Nelle ultime settimane si sta parlando con sempre maggiore insistenza della possibilità di regolarizzare la posizione di centinaia di migliaia di persone che oggi lavorano in nero in Italia in diversi comparti. Si tratta di persone prive del regolare permesso di soggiorno che sono impiegate in agricoltura, ma anche colf e badanti e persone che lavorano nell'edilizia e nel settore manifatturiero.

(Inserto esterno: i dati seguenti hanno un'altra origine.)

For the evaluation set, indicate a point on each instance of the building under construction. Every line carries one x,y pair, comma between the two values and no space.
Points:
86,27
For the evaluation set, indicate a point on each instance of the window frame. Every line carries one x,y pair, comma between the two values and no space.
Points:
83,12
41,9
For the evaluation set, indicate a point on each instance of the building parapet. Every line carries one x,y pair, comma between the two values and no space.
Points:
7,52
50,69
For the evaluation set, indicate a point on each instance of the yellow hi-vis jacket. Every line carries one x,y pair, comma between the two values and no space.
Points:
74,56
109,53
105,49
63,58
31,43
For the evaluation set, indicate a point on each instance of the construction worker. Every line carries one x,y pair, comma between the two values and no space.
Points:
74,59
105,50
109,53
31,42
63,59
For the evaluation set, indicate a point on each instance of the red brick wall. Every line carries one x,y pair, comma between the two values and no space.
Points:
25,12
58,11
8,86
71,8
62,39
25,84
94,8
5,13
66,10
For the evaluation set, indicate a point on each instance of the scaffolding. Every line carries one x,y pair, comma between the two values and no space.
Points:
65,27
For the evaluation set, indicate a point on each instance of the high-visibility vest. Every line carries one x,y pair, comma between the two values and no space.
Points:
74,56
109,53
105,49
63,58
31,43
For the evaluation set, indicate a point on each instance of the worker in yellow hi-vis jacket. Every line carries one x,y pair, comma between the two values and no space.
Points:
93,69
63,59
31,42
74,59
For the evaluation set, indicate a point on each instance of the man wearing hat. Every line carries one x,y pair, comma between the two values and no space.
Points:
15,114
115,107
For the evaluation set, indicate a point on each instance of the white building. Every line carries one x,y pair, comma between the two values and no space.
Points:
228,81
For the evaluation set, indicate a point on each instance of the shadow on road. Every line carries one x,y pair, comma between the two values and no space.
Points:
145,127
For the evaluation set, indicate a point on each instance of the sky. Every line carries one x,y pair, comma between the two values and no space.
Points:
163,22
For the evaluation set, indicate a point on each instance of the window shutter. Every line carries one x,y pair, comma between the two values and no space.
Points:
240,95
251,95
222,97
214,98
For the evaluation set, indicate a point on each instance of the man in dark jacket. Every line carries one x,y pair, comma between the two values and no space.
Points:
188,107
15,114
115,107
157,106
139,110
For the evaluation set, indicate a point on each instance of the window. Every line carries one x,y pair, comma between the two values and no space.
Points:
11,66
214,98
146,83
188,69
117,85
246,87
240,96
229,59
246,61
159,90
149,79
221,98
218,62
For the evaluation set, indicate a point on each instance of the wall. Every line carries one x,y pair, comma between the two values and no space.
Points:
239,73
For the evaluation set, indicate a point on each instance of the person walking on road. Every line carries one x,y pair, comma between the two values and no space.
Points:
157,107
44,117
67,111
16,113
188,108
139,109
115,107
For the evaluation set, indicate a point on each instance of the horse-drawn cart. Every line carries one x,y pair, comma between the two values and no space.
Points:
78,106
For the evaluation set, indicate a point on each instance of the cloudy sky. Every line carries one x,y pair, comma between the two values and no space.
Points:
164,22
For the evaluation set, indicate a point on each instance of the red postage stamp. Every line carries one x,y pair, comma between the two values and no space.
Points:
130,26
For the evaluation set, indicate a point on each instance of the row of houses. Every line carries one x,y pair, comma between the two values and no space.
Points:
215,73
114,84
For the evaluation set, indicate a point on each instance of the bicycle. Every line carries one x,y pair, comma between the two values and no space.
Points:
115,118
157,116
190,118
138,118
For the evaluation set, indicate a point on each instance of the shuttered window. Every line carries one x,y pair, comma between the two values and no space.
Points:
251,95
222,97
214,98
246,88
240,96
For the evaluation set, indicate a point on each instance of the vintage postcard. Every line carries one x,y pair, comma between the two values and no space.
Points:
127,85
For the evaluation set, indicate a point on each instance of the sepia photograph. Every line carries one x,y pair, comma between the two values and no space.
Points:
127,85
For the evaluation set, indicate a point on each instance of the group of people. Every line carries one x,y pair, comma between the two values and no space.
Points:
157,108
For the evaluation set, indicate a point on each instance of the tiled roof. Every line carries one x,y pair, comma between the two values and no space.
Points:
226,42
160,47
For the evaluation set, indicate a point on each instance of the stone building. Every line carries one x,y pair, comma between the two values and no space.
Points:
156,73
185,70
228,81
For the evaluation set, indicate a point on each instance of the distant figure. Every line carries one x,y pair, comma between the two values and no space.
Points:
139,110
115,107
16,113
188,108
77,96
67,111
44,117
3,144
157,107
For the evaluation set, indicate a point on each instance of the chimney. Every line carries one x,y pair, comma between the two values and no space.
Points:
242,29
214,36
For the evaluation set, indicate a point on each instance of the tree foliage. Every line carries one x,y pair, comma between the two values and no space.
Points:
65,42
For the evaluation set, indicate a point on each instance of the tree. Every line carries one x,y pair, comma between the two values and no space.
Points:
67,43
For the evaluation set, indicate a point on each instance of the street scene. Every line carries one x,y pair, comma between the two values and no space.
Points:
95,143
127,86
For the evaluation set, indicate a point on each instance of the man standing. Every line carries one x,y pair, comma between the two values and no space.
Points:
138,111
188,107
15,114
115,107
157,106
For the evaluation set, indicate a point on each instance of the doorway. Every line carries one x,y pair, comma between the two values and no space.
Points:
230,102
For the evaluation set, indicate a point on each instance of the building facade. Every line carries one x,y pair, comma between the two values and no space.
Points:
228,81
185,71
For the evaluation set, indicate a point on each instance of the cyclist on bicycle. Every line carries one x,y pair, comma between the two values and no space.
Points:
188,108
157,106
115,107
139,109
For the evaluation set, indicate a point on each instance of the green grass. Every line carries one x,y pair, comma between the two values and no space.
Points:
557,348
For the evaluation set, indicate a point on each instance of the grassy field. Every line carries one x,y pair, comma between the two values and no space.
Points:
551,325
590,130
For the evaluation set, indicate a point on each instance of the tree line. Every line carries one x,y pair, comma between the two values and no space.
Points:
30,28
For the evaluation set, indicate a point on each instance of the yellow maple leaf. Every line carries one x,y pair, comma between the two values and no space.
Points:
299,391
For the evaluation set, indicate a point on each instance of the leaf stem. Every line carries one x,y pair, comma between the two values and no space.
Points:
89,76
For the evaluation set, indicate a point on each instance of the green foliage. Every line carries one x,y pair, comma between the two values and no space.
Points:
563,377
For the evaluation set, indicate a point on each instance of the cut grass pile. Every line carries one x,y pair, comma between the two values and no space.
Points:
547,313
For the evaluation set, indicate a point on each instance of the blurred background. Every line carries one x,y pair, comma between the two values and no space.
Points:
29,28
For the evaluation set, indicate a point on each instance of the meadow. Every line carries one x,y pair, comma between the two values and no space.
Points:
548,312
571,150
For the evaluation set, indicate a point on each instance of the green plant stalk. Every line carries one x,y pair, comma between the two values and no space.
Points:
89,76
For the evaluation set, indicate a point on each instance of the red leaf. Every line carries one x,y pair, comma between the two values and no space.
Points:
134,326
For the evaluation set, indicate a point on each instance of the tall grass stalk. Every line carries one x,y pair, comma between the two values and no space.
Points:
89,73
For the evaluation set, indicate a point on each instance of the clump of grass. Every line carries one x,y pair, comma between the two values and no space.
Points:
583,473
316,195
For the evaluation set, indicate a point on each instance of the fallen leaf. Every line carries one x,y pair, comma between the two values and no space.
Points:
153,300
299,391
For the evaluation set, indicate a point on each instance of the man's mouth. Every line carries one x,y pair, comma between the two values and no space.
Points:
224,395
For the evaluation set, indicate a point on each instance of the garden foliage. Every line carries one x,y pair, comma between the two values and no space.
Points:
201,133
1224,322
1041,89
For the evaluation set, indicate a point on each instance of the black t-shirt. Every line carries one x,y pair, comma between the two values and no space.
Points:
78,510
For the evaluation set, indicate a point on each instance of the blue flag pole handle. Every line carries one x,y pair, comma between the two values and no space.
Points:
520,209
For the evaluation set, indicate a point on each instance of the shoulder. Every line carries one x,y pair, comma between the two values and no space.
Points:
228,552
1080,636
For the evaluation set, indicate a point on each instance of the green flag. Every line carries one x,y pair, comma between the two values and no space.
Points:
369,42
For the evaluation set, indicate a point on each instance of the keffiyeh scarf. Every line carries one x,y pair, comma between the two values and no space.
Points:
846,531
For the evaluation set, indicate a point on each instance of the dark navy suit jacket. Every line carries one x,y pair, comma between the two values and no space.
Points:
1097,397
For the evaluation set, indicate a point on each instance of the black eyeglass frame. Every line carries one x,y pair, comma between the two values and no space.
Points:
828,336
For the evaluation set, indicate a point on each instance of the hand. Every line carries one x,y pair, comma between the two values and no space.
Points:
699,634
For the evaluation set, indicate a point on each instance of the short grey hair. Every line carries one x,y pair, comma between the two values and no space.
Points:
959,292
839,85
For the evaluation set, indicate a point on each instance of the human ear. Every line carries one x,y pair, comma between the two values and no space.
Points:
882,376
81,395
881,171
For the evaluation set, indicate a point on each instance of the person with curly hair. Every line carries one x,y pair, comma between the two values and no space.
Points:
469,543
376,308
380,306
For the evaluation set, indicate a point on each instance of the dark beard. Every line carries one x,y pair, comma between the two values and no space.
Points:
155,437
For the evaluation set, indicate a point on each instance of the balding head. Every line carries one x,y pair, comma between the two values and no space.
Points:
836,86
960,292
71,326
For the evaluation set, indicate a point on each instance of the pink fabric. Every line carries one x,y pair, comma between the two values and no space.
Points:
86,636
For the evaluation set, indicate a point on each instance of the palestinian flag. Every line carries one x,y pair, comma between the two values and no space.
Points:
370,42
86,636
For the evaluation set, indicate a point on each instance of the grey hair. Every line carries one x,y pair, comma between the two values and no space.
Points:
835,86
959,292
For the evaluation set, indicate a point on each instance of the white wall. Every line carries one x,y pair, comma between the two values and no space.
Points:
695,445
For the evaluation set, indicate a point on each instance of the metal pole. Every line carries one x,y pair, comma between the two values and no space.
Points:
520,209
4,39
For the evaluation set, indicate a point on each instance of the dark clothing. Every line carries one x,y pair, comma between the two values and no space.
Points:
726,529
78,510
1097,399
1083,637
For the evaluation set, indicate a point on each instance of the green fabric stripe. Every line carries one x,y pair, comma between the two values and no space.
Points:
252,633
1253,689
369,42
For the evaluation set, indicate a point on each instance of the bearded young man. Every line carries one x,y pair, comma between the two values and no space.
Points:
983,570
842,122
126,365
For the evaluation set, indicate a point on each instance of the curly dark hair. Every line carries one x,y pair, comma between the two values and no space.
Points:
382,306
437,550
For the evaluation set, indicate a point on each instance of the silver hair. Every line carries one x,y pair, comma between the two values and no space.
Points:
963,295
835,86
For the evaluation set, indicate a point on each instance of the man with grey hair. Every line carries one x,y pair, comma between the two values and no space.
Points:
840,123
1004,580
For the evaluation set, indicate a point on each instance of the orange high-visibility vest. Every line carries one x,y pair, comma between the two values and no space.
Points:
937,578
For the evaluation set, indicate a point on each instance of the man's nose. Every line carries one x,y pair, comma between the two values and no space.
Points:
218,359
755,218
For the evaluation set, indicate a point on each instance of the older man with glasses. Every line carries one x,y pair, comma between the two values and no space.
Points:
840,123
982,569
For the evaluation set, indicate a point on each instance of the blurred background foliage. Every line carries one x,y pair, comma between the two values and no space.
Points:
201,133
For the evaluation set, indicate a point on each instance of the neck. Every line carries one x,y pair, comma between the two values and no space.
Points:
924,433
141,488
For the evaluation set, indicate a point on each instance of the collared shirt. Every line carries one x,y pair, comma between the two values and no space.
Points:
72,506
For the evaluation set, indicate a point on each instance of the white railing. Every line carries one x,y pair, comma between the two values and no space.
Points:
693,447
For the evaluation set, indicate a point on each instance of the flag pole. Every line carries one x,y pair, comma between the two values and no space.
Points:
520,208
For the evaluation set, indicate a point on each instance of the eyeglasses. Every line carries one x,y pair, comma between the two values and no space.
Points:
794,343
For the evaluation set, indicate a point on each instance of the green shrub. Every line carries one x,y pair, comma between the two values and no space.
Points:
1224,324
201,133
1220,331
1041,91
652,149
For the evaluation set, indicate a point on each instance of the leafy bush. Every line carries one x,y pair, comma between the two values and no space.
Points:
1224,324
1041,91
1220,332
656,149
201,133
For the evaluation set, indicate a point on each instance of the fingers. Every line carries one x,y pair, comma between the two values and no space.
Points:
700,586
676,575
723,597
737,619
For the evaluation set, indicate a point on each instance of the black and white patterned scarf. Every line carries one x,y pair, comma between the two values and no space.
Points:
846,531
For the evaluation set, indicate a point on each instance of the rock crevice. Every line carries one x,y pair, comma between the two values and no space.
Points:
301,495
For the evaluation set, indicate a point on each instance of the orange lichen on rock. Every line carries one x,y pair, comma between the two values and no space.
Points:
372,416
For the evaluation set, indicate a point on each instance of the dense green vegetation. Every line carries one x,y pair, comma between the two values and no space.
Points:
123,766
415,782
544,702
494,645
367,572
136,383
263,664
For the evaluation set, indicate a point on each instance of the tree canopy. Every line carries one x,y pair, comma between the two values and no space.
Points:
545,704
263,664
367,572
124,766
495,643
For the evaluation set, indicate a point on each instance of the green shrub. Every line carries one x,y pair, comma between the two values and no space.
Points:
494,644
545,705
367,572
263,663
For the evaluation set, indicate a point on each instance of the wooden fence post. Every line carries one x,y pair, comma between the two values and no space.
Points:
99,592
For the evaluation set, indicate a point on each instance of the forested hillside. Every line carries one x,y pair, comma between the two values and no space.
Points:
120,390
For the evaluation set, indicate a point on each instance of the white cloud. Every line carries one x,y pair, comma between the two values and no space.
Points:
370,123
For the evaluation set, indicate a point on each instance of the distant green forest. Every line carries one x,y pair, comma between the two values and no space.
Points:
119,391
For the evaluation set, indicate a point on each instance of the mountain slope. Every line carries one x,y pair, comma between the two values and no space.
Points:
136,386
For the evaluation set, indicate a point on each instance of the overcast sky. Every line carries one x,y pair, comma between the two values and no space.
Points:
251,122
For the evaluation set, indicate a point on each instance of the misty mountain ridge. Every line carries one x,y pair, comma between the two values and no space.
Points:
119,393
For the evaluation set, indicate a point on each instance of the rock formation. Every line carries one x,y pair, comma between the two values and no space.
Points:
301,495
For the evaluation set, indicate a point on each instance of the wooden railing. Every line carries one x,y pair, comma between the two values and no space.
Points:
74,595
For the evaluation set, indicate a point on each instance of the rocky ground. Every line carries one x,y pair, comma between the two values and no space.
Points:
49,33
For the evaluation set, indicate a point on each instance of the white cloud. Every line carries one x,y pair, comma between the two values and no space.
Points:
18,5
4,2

Ad essersi intestata la battaglia in difesa dei lavoratori irregolari è stata la ministra dell'Agricoltura, Teresa Bellanova, che ha più volte ripetuto la necessità di regolarizzare queste persone per sottrarle al giogo del caporalato (e quindi della criminalità organizzata), ma anche per evitare che le baraccopoli in cui vivono diventino il focolaio di nuove epidemie di coronavirus.

Sulla stessa linea della ministra Teresa Bellanova si trova anche la ministra dell'Interno, Luciana Lamorgese, che tuttavia ha posto alcuni paletti al provvedimento di regolarizzazione che potrebbe già essere approvato all'interno del 'decreto di Aprile', che tuttavia sarà votato a maggio dal Consiglio dei ministri.

Il tema dei lavoratori irregolari e dei migranti è estremamente divisivo nel nostro paese e alcuni partiti politici, come la Lega e Fratelli d'Italia, hanno denunciato il tentativo di sanare la posizione di 'clandestini' con la scusa dell'emergenza lavoro.

Alle critiche ha risposto la stessa ministra, che su Facebook ha affermato: "Quando parliamo di regolarizzare i migranti presenti nel nostro territorio parliamo di assicurare legalità e dignità a persone che già lavorano e hanno lavorato nelle nostre campagne, nelle nostre case, tutelando in tal modo anche gli imprenditori da lavoro nero e caporalato".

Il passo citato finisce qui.